Over-partitioning creates small file problems; under-partitioning defeats the purpose. Target partition sizes between 128MB and 1GB. For high-cardinality scenarios, combine coarse partitions (month) with Z-ordering on frequently filtered columns.

Monitoring and Failure Recovery

Incremental processing introduces failure modes that full reprocessing avoids. A corrupted checkpoint, missed offset, or partial write can cause data loss or duplication.

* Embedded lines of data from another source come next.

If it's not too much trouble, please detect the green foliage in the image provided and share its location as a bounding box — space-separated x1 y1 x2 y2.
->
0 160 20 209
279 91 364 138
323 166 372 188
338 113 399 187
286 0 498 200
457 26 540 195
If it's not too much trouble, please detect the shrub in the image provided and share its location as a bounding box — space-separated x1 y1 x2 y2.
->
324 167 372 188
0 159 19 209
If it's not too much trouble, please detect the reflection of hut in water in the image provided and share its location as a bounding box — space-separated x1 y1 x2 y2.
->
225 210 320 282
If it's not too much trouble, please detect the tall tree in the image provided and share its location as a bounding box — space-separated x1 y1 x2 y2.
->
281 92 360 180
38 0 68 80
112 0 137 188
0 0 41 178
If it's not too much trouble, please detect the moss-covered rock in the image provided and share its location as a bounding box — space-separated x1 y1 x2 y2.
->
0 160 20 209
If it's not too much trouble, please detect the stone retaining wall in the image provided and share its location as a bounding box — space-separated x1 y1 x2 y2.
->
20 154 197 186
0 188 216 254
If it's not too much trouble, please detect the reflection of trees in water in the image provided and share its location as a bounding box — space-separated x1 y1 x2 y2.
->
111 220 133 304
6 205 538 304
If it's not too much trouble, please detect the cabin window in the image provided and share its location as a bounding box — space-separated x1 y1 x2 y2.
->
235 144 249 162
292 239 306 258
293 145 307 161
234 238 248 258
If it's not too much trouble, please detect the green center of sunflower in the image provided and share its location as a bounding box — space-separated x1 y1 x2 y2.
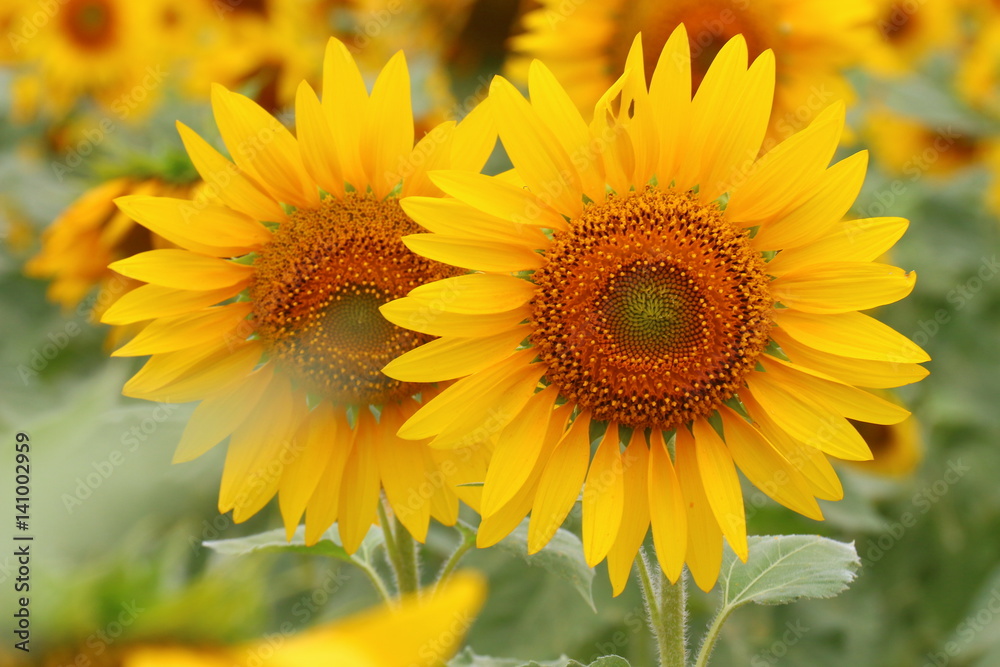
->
531 188 774 429
250 195 457 405
60 0 115 51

Design for recovery from the start.

# Idempotent write configuration for batch incremental loads
spark.conf.set("spark.sql.sources.partitionOverwriteMode", "dynamic")

def run_incremental_load(checkpoint_path: str, target_path: str):
    # Read checkpoint or initialize
    try:
        checkpoint = spark.read.json(checkpoint_path).collect()[0]
        last_timestamp = checkpoint["last_processed_timestamp"]
    except:
        last_timestamp = "1970-01-01 00:00:00"
    
    # Process incremental data
    incremental_data = extract_since(last_timestamp)
    
    if incremental_data.isEmpty():
        return  # Nothing to process
    
    max_timestamp = incremental_data.agg(max("event_timestamp")).collect()[0][0]
    
    # Write with idempotent semantics
    # Dynamic partition overwrite replaces only affected partitions
    (
        incremental_data
        .write
        .format("delta")
        .partitionBy("event_date")
        .mode("overwrite")
        .save(target_path)
    )
    
    # Update checkpoint only after successful write
    checkpoint_df = spark.createDataFrame([{
        "last_processed_timestamp": str(max_timestamp),
        "updated_at": str(datetime.now())
    }])
    checkpoint_df.write.mode("overwrite").json(checkpoint_path)

For streaming workloads, Structured Streaming handles checkpointing automatically, but monitor checkpoint sizes. Unbounded state in stateful operations (aggregations, joins) causes checkpoint bloat and eventual failures. Configure state timeouts explicitly:

from pyspark.sql.functions import window

# Windowed aggregation with state cleanup
windowed_counts = (
    orders_stream
    .withWatermark("event_time", "1 hour")  # Late data tolerance
    .groupBy(
        window("event_time", "10 minutes"),
        "customer_id"
    )
    .count()
)

The watermark tells Spark it can discard state for windows older than one hour, preventing unbounded memory growth.

Incremental processing isn’t optional for modern data platforms—it’s a requirement. Start with the simplest pattern that meets your requirements, instrument thoroughly, and evolve toward more sophisticated approaches as data volumes and latency requirements demand.